Pesta Adat Manalpokkon Kahiyang-Bobby Dilaksanakan Semalam Suntuk

Share:
Capsa Susun

Buletin365, Jakarta Serangkaian acara adat khas Tapanuli Selatan untuk Kahiyang Ayu-Bobby Nasution kembali dijalankan. Khusus acara adat yang dimulai dengan penyembelihan kerbau atau Manalpokkon Lahan (pulungan) akan berlangsung semalam suntuk hari ini.

Para Raja Adat akan berkumpul pada malam harinya guna memanjatkan untuk kebahagian Kahiyang-Bobby yang diakhiri dengan manortor atau menari tor-tor secara bergantian, sampai Sabtu, 25 November 2017, pukul 08.00 pagi. Satu jam kemudian acara adat yang lain dijalankan lagi.


Paman Bobby Nasution, Doli Sinomba Siregar yang bertindak sebagai Suhut mengatakan bahwa acara adat yang akan dipenuhi dengan Harojoan, Notoras, Suhut, Anak Boru, dan Raja-Raja ini akan dibuka oleh tokoh adat Nasution.

Setelah penyembelihan kerbau, acara akan dilanjutkan dengan manyantan gordang sambilan dan gonda, membuka galang-galang atau manortor bagian pertama, mangaloalo mora di balakka sitolu-tolu, dan istirahat sebentar untuk melaksanakan salat Jumat bersama.

Dari jadwal yang diterima Buletin365, pukul 02.00 siang acara dimulai kembali dengan marlongit yang diisi oleh Harajoan Mandailing dan Harajoan Tabagsel. Ini akan berlangsung selama empat jam, mendekati kumandang adzan maghrib.

"Pada bagian ini ada yang namanya sidang adat atau maralok-alok. Ini untuk membicarakan bagaimana kelanjutan dari acara untuk malam hari dan hari selanjutnya. Setelah itu akan ada acara tor-tor dari Surut, Anak Boru, sampai pihak Raja-raja. Kalau ada pihak dari Kahiyang yang mau ikut serta menari tor-tor, akan kita persilakan," kata Doli kepada Buletin365 di Medan, Sumatera Utara.

Manortor kedua atau Margalanggang inilah yang akan berlangsung semalam suntuk. Dari pukul 20.00 sampai 08.00 pagi esok harinya, yang mana kemudian masih dilanjutkan dengan manortor ketiga dan seterusnya.

Paman dari Bobby Nasution yang lainnya, Hari Lottung, mengatakan, para raja adat ini secara bergantian akan menari tor-tor. Makanan akan silih berganti keluar untuk dihidangkan sampai keesokan harinya. "Kacang-kacangan, roti, kopi, stoknya itu tak boleh habis," kata Hari.

Sudirman Lubis yang merupakan sesepuh adat Mandailing, mengatakan, margalanggang pada acara ngunduh mantu Kahiyang Ayu-Bobby Nasution ini belum seberapa. Keluarga sepakat hanya satu malam saja. Padahal, di kampung sana, acara semalam suntuk ini bisa berlangsung selama tiga hari tiga malam.

Semua orang akan menari tor-tor secara bergantian. Biasanya, dibuka oleh raja-raja adat sampai pukul 00.00. Jelang tengah malam, diisi oleh muda-mudi yang ingin mendoakan pengantin. Akan lebih baik lagi kalau pengantin, Kahiyang Ayu bisa ikut menari bersama atau paling tidak duduk untuk melihat persembahan dari keluarga besar sang suami.
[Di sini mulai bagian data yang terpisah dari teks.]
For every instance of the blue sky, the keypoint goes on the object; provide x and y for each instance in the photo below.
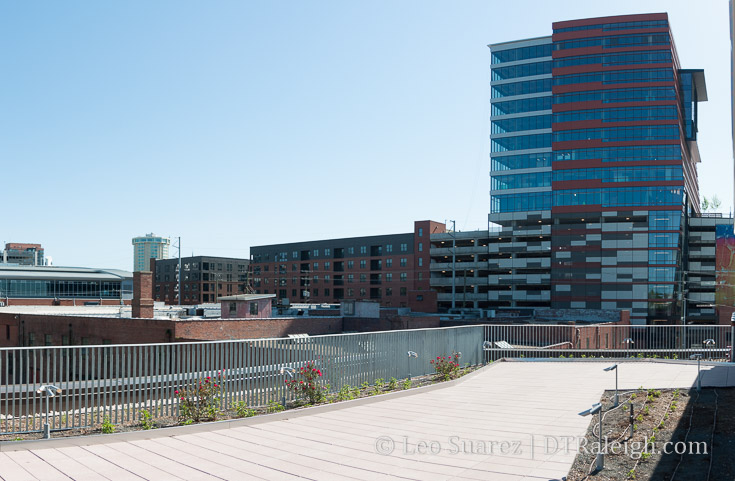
(236, 123)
"Menari tor-tor itu semacam gambaran kebahagian. Sebuah seni yang makna sebenarnya adalah mendoakan pengantin," kata Sudirman Lubis.

"Insya Allah, kalau Kahiyang mampu melewati seluruh rangkaian acara adat ini, rumah tanggannya bersama nak Bobby berjalan mulus. Sebenarnya, secara tidak langsung juga, acara-acara ini menguji kesabaran istri dan putra batak," kata Lubis.


10 Kerbau

Berdasarkan informasi yang dihimpun, kerbau disembelih di halaman sekitaran lokasi acara.

Awalnya 10 kerbau akan dipotong. Hanya saja melihat kondisi, maka prosesi ritual hanya dilakukan secara simbolis dengan menggunakan satu kerbau saja.

Kepala kerbau menjadi persembahan dengan derajat paling tinggi dalam tradisi budaya Batak. Hal itu juga disebut sebagai simbol keagungan.